The door locks did not work. The caps that screwed onto the mechanism had long since gone missing. If you were on the inside of the car, you could not get them down. If you were outside the car, you had better hoped that no one accidentally pressed the bolt down because the key did not work the lock. I never locked the car, but then, anyone desperate to steal a Pinto deserves what he gets.
The handle to open the door broke on the inside of the door so to open the driver’s side door, you had to use the vice grips to roll down the window and reach out and use the outside door handle to get the door open.
At about 45,000 miles, the motor began spewing west Texas crude like a John Wayne movie (The Hellfighters) and the transmission leaked almost as fast as you pour it in.

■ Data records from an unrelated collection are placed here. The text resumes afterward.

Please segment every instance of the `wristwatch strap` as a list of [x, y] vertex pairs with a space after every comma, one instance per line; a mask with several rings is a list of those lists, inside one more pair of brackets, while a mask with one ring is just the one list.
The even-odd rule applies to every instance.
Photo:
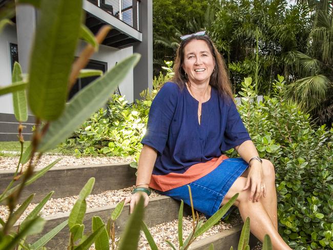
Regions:
[[261, 163], [262, 163], [262, 160], [261, 159], [261, 158], [260, 157], [259, 157], [259, 156], [255, 156], [254, 157], [252, 157], [251, 159], [250, 159], [250, 160], [248, 161], [248, 165], [249, 165], [250, 163], [251, 162], [251, 161], [252, 160], [257, 160], [259, 161]]
[[135, 194], [138, 192], [144, 192], [148, 195], [148, 196], [149, 196], [152, 193], [152, 191], [151, 191], [149, 189], [147, 189], [146, 187], [135, 187], [132, 191], [132, 194]]

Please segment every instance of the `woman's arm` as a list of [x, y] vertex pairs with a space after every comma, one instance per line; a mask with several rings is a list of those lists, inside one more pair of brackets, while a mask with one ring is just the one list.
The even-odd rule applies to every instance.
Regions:
[[[253, 157], [259, 156], [257, 149], [251, 140], [245, 141], [240, 145], [235, 147], [235, 149], [246, 162], [248, 162]], [[262, 165], [259, 161], [254, 159], [251, 161], [249, 166], [249, 171], [243, 190], [245, 190], [251, 186], [251, 193], [249, 200], [259, 201], [263, 195], [264, 197], [266, 196], [266, 188], [262, 188], [265, 187]]]
[[[138, 175], [136, 184], [137, 186], [148, 187], [157, 157], [157, 152], [155, 149], [147, 145], [143, 145], [139, 158]], [[141, 192], [136, 193], [125, 201], [126, 203], [130, 201], [130, 212], [131, 213], [133, 212], [135, 204], [139, 202], [140, 195], [142, 195], [144, 198], [144, 206], [148, 204], [149, 197], [147, 194]]]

I only put a gallon of gas at a time in the car. I did this for several reasons: If you put in more than 2 gallons, the fuel would leak and the extra weight of the gas was not good for the suspension. I could not afford much more than a gallon at a time and in case the Pinto had one of its exploding episodes (as the were wont to do) I wanted a fighting chance since it took time to use the vice grips to roll down the window and reach around for the door handle outside the car. However, for each gallon of gas in the tank, the car went up exponentially in value.
The radio – never worked. Never figured out why. The car made so much noise that you would never have been able to hear it anyway. The motor was so underpowered that to turn on the radio would have slowed the car from a brisk walk to a crawl.
The signal lights would work providing you moved the signal stalk up and down as you were turning the non-powered steering wheel. Mostly it was easier to get a ticket!
I don’t recall ever getting a ticket in the car, although I was stopped numerous times, although never for speeding. I think the cops just felt sorry for me and let me go, knowing that I was destined to perish in flames since it was a Pinto.
I finally sold the car a year or so after I got it. I made a deal with a car lot on Garland Road in Garland, Texas sight unseen for $500. The car died for the last time about 20 feet from the dealer’s lot. I pushed it onto the lot to claim my $500 prize. At first the car lot dealer did not want to fulfill the deal but after hearing about the number of times that the car had left me stranded, he relented and I was able to drive off the lot with my second worst car that I ever owned, a 1979 Ford Fairmont.